Brough and Halliday were the authors of another new farce, The Actors' Retreat, brought out on 11 August. According to the Athenaeum, 20 August, it was in honor of the Dramatic College. It was "a slight occasional affair;" its effect depending "on the acting of Mr. J. L. Toole" who, "we need not add ... made the most of his material." There were 29 performances, three more than for My Wife's Maid.
Another new piece was a comedietta, A Woman of Business, by Benjamin Webster, Jr., put on at the end of August and performed until the end of the season. This, too, had no great claims to originality. "The drama is probably of French origin, and has few claims to novelty; it serves ... the purpose of exhibiting to the best advantage the talents of Mrs. Stirling and Mr. J. L. Toole" (Athenaeum, 3 September). The final comment was, "The curtain fell to much applause; the new piece, indeed, was decidedly successful." The Times (31 August) found "a refreshing change" in the plot, as the villain of the piece, played by Toole, was a country bumpkin. The criticism is an interesting comment on popular ideas of heroes and villains. "The stage is in the habit of teaching us that vice is the prerogative of large towns, and that unmitigated virtue is to be found in the provinces. For the last eighty years at least our theatrical boards have been inundated by countrymen who have hearts of the finest quality under exceedingly ugly waistcoats, but Mr. Toole presents us with a swain who, with the ugliest costume, has, morally speaking, no heart at all." The acting of Mr. and Mrs. Billington was complimented.

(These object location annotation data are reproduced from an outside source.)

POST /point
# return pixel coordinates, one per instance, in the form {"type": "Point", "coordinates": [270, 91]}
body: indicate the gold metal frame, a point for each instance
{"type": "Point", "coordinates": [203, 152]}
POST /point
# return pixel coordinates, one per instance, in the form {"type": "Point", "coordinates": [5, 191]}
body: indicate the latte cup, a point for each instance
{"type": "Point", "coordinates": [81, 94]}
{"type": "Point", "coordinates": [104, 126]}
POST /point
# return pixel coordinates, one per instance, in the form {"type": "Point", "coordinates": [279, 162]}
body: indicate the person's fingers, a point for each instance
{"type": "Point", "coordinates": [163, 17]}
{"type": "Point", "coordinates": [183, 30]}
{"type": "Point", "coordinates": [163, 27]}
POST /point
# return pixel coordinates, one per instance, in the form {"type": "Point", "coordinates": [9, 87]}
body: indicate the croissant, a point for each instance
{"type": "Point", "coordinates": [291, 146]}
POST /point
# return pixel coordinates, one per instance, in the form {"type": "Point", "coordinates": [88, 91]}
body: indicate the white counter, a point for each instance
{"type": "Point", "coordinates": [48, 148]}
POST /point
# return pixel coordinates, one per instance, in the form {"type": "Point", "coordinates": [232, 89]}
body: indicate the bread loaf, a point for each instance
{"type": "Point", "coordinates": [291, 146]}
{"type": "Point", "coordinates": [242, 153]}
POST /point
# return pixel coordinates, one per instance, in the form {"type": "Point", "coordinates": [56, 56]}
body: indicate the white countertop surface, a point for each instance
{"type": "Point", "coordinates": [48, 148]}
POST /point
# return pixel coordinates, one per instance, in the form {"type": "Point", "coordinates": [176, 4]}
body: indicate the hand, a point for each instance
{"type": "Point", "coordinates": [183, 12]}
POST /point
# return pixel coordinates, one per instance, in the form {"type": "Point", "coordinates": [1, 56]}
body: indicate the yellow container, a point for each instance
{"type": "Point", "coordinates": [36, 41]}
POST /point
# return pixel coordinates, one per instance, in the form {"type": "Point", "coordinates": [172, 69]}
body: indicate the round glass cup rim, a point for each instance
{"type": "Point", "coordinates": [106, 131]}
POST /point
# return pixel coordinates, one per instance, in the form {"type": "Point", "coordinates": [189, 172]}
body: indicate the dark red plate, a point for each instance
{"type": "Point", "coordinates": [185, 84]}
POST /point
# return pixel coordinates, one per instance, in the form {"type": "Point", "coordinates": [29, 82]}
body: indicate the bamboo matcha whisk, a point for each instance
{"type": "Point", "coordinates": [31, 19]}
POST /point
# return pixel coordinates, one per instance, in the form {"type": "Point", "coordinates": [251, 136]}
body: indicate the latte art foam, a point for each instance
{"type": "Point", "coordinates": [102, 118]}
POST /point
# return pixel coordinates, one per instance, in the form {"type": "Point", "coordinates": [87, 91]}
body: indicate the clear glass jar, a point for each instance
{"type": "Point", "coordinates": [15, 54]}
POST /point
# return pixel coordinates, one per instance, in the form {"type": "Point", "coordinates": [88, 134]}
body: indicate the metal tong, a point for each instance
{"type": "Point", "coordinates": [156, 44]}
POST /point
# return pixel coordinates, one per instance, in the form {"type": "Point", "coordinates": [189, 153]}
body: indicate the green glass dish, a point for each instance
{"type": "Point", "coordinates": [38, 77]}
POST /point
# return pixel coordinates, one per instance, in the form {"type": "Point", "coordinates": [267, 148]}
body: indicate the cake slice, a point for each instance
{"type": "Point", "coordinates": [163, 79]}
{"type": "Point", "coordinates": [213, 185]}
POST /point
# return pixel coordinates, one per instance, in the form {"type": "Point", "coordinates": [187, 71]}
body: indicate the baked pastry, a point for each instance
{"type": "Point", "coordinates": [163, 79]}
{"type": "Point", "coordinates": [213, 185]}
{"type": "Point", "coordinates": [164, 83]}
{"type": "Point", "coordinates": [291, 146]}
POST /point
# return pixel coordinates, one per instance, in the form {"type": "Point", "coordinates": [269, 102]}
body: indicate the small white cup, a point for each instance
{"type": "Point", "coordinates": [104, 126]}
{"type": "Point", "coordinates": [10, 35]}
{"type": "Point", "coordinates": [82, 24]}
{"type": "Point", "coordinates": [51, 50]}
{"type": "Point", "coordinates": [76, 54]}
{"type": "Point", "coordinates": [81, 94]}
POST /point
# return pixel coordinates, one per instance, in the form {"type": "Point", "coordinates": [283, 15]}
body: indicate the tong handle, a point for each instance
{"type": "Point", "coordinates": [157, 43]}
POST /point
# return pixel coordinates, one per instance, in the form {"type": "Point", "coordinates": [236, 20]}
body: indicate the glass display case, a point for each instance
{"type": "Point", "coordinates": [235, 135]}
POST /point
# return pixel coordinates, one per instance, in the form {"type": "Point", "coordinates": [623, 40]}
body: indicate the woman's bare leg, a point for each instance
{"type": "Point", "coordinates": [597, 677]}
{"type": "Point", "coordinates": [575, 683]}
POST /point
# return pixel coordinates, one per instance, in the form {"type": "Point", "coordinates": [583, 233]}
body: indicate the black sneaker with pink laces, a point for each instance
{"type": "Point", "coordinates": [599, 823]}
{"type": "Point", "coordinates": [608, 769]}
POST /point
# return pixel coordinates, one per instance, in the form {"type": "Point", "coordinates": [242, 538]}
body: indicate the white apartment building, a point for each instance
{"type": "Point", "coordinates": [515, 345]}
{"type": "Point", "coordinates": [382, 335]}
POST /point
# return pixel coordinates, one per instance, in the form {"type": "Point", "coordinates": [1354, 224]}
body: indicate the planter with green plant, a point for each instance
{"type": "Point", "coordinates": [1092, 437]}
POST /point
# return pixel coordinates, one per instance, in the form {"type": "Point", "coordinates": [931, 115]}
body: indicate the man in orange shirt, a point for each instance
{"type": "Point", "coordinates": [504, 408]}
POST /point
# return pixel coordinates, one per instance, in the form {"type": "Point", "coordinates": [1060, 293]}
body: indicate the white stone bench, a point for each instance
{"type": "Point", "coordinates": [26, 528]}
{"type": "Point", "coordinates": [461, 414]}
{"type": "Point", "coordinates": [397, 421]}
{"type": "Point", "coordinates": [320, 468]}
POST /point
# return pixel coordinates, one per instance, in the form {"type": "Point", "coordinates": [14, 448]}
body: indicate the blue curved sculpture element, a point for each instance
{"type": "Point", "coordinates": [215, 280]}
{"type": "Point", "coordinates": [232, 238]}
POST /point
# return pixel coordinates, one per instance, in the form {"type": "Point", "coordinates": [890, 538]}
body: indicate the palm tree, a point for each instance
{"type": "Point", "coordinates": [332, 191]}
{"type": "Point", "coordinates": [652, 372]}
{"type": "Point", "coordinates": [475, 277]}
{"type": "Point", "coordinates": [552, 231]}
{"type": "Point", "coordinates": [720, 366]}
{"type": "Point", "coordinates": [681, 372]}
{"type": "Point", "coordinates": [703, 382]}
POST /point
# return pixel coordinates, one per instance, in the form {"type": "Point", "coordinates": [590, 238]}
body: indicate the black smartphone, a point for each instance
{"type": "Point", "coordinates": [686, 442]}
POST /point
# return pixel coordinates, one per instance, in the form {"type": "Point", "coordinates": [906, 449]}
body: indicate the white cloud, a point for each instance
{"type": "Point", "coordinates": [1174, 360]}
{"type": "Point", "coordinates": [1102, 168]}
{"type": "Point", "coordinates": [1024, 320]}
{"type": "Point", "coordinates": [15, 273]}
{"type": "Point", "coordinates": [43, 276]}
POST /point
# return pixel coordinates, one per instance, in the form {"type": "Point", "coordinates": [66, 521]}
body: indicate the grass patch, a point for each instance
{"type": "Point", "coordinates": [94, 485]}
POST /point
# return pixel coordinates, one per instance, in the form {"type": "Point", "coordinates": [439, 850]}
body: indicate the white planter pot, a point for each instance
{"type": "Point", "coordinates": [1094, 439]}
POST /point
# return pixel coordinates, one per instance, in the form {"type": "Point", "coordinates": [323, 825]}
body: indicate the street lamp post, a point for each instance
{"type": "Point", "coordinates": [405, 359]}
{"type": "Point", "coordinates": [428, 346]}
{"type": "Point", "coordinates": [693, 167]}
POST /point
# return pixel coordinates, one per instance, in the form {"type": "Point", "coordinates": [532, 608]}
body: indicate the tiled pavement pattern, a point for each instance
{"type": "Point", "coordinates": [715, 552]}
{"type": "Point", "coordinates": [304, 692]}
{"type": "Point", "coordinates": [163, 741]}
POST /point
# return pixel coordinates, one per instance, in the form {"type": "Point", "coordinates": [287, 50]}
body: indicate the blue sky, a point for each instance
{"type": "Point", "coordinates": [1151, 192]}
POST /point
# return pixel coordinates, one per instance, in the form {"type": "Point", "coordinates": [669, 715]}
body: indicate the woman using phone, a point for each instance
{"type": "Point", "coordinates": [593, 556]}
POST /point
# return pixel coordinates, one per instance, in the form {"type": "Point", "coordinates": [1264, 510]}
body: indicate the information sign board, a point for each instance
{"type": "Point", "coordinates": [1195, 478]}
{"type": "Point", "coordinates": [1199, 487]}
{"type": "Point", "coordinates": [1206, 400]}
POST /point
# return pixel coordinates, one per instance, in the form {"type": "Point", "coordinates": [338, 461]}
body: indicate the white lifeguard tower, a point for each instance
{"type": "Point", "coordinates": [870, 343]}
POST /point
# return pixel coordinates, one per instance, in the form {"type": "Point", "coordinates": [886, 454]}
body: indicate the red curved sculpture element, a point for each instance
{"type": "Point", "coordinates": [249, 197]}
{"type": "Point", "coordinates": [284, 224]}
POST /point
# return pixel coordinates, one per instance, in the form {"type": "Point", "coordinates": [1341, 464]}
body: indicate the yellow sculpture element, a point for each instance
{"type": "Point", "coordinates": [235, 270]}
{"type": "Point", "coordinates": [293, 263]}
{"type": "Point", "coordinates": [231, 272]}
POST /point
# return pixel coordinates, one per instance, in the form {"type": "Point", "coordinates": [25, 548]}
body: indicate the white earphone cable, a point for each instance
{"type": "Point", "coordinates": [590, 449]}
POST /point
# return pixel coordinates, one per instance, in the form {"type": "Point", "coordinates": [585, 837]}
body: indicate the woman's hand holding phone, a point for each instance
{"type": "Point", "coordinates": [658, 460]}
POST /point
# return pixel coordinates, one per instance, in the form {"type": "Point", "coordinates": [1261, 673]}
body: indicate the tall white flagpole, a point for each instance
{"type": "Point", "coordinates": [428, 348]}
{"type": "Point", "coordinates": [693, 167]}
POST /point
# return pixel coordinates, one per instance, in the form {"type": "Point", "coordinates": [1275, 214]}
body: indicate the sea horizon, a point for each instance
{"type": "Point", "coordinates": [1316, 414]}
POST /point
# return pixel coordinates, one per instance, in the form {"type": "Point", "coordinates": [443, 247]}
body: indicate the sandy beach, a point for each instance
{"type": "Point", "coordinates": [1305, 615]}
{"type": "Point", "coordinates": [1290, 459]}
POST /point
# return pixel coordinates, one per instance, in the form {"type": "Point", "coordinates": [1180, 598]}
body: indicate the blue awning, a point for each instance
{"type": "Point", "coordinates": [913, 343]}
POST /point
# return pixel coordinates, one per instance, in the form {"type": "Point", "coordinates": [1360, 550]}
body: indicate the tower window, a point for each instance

In the last fortnight of the season, J. L. Toole appears to have given a marathon performance for his benefit. He appeared in a new play, Stephen Digges, by John Oxenford, in the title role. "The part was written expressly for this actor, who is evidently ambitious of taking the place left vacant by the late Mr. Robson" (Athenaeum, 1 October). The Times said it was "a considerable undertaking," and "the success of the piece can be attributed in great measure to the acting of Toole." He also appeared in two other pieces, one of them, The Babes in the Wood, put on for the first time in this season.
As in 1863, the season closed with Webster's benefit. It
had doubtless been a very satisfying one. The production
of Leah had ensured success for more than half the season.
Interest was maintained till the close on 24 September by
programs which included a variety of plays giving opportunities
for performers to display their talents.